The acquisition is a part of DaVita’s efforts to expand its presence in Europe. Since 2011, the company is slowly expanding in the international markets with the primary focus on Europe and Asia. The company has entered Singapore, Malaysia, Saudi Arabia, China, India and Germany in the past two years through acquisitions and alliances.

In addition, DaVita also announced a service agreement with Fresenius during the week. Under the agreement, the kidney care division of DaVita will provide DaVita Rx prescription drug services to the Medicare patients of Fresenius in the U.S. The agreement will be implemented in the second half of 2013.

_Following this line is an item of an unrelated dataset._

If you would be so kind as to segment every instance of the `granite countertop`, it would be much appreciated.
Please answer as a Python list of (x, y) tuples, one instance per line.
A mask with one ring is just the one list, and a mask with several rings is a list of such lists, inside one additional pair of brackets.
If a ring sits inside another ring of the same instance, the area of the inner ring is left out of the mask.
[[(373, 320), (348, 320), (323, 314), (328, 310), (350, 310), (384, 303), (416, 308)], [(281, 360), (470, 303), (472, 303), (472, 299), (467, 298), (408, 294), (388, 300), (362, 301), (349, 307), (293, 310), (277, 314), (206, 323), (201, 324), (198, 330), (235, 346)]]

The agreement will help Fresenius meet the regulatory requirement of including all oral end stage renal disease medications in the bundled payment system from 2016. The company will use DaVita Rx’s state-of–the-art pharmacy supply oral medicines to its Medicare beneficiaries. The agreement is expected to boost the earnings of DaVita’s ancillary services and strategic initiatives segment, which covers its pharmacy services.

Concurrently, DaVita also announced the extension of its vendor relationship with Fresenius. The company has been purchasing dialysis supplies such as hemodialysis machines and disposable products from Fresenius for a long time.

DaVita currently carries a Zacks Rank #2 (Buy), while Fresenius carries a Zacks Rank #3 (Hold). We maintain a long-term Outperform recommendation on DaVita.